TE: One of the big Awards given to Ormiston College this year was Box of Books Best Use of Technology. What do you believe best practice in technology looks like, and what areas of educational technology will staff be focusing on in 2022?
Best practice in technology use is centred on the premise that digital technologies (ICTs) need to be used in a manner that first and foremost adds value to the learning experience and the outcomes that result. At Ormiston College, we have a clear vision to develop a community of learners who use ICTs effectively, think flexibly and develop higher order thinking skills. In terms of ICTs, this means utilising a range of technologies and practices that are based on research and are supported by high impact teaching strategies. In the coming year our staff will further deepen their understanding of digital transformation in education. We will also continue to focus on ICTs and strategies that can lead to improvements in engagement, motivation, and digital wellbeing.

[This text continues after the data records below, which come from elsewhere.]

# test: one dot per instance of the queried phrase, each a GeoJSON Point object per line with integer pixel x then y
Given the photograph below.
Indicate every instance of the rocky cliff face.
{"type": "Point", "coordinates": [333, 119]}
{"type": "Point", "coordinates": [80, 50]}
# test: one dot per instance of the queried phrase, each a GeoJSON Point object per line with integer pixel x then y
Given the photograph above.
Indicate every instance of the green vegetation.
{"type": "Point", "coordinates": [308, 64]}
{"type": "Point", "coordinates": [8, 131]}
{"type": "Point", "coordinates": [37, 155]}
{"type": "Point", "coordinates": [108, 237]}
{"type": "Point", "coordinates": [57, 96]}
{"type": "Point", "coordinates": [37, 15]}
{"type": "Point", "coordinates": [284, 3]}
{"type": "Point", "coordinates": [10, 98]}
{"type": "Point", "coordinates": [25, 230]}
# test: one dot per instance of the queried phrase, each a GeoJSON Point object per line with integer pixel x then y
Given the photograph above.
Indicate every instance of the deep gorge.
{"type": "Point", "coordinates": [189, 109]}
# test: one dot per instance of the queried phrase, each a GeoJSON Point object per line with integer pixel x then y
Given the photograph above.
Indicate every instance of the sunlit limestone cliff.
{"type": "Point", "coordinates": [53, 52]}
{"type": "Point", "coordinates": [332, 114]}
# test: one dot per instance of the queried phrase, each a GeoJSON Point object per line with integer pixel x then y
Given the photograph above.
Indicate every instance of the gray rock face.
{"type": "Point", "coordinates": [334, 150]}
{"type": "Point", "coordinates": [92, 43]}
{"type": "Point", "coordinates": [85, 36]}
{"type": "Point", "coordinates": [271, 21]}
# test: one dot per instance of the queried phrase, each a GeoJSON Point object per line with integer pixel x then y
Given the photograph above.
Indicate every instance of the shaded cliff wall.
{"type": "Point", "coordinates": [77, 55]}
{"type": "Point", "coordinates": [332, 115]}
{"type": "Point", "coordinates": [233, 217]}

TE: Can you offer some closing remarks about the kind of year 2021 has been for the College and its community, and perhaps some future-gazing as to what kind of year you expect 2022 to be for Australian education?
It has been a positive year for the College. Whilst 2021 required us to contend with Covid-related uncertainties and redirections, I am proud of the way that our community has not allowed this to be the focus of our year. Instead, throughout the year we worked hard to reach the next weigh point in the journey of the evolution of our College. 2021 has been about adapting where necessary to ensure that we continued to achieve, and I thank our team for making this so.
I expect that 2022 will be another year of hoping for the best but planning for the unexpected, as we pursue further growth and achievement.
Across Australia, educators have done an amazing job throughout the pandemic. At the same time, with the hybrid and remote learning situations that necessarily emerged, I would expect that students may not have covered as much learning as we would like. In 2022, as a priority, I believe we must redirect our time and resourcing to ensure that strong foundations in student literacy and numeracy are maintained. Literacy and numeracy are the keys to success in so many other areas. Hence, Schools may need to double-down on their efforts next year to arrest any concerns. I also hope that 2022 will provide schools with some great opportunities to reengage their people in face-to-face settings, to build upon their social capital, collaborate more off-line, reignite their community’s shared sense of purpose, have some fun and celebrate the meaning and the positive difference they bring to the lives of so many students, parents and staff.